Sixteen years after the burial of apartheid and the arrival in power of Nelson Mandela, South Africa is again at the centre of world news. The World Cup of football, it organized, is a first for this country and the whole of the African continent. For Jacob Zuma, fourth President "post-apartheid", this event must be an element of unification of South Africa as rugby world cup victory in 1995 had contributed his time to break down racial barriers. It is true that the journey seems to be huge. State developed pariah to the bench of the nations for his racism, South Africa is part today of the G20, serious candidate for a seat as a permanent member of the Security Council to the UN representative, finally, the 53 African countries. She became also one of the great emerging powers of the world, with 40 of the wealth of the African continent. And in contrast to the nearby Zimbabwe, the South Africa did not sank in the darkness of dictatorship and forced deportation land. Except for a minority of white wing, the majority of South Africans dare challenge, truly, the legacy of Nelson Mandela, released on 11 February 1990, of the gaols of apartheid and who has succeeded in achieving a reconciliation between whites and blacks, but also with the Métis and the Asians. If the Constitution adopted in February 1996 after two years of tough debates is always be unanimous, "it has never been infringed", note Thierry Vircoulon, associate researcher at Ifri, in an article published recently in the journal "studies" (1).
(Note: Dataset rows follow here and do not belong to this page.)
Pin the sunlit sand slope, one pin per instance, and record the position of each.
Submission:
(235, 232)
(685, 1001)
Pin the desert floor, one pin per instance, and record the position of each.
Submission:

Of course, the tensions between blacks and whites are far from having disappeared. Evidenced by the murder last April of Eugene Terre Blanche, a former police officer converted farmer and leader of the afrikaner resistance movement white supremacist. Or after 2008 xenophobic riots against foreign immigrants, especially, Zimbabweans in the shantytowns around Johannesburg, Pretoria and in several provinces. However, the South Africa is not short term threatened a burst.

But in the long term, the future is darker. The dream of Nelson Mandela, formulated in its single presidential mandate (May 10, 1994 - June 14, 1999) to create, in repeating the words of Desmond Tutu, a "rainbow nation at peace with itself and with the world", still seems very far away. And the reconciliation is still fragile.
The first difficulty of this democracy which is multiracial is political. Even if at the last elections of 2009 which led Jacob Zuma at the head of State the ANC, Mandela party won more than 60 of the vote, its weight in politics tends according Thierry Vircoulon "to erode. Not only face the other parties, but especially the African National Congress, which is the main political actor since the 1990s, lost ground in the young and the poor South Africans.
It is even more worrisome than the unemployment rate, 25 of the active population, figure among the highest in the world and that blacks are more affected than whites, with a respective rate of 30 and 6.
But especially the gap between rich and poor, black, and white only has not reduced as could be expected in 1994. Thus, according to a South African think tank, the South African Institute of Race Relations (SAIRR), 68 of enterprises management positions were occupied by whites. In large part, this delay is due to a very weak educational system, even if the expenditures for education in South Africa are the highest in the continent. In "The Economist", Graeme Bloch, an expert in the Development Bank of Southern Africa (2) spoke of "national disaster" with approximately 80 of schools running poorly.
Far, also, the dream of Nelson Mandela, the redistribution of agricultural land, which was held to 87 by white farmers, for the benefit of black farmers, did not met its objectives. His arrival in power, the ANC had wished that 30 of these lands to be transferred, and less than 6 have been since then. Johannes Möller, the current President of Agri SA (the équilvalent to a FNSEA), nevertheless agreed with a recent suggestion to authoritatively transfer 40 percent of the land. It would be too seeing abandonment of the policy of Nelson Mandela, who had known reconcile the old Communist tendencies within the ANC with the market economy. Not to mention that all agrarian reforms imposed by a Government in Africa have tended to fail, with dramatic consequences.
Despite these difficulties, the legacy of Nelson Mandela who, in 1993, had shared the Nobel Prize in peace with then President Frederik de Klerk, for their common action to promote the establishment of a multiracial democracy, is immense. It exceeds the only economic and social balance to maintain its universal scope. "I am the master of my fate, I am the captain of my soul," said the poem "Invictus" of William Ernest Henley, that Nelson Mandela so loves. A lesson that "Madiba", ninety years old and very weakened, leaves his country and the rest of the world.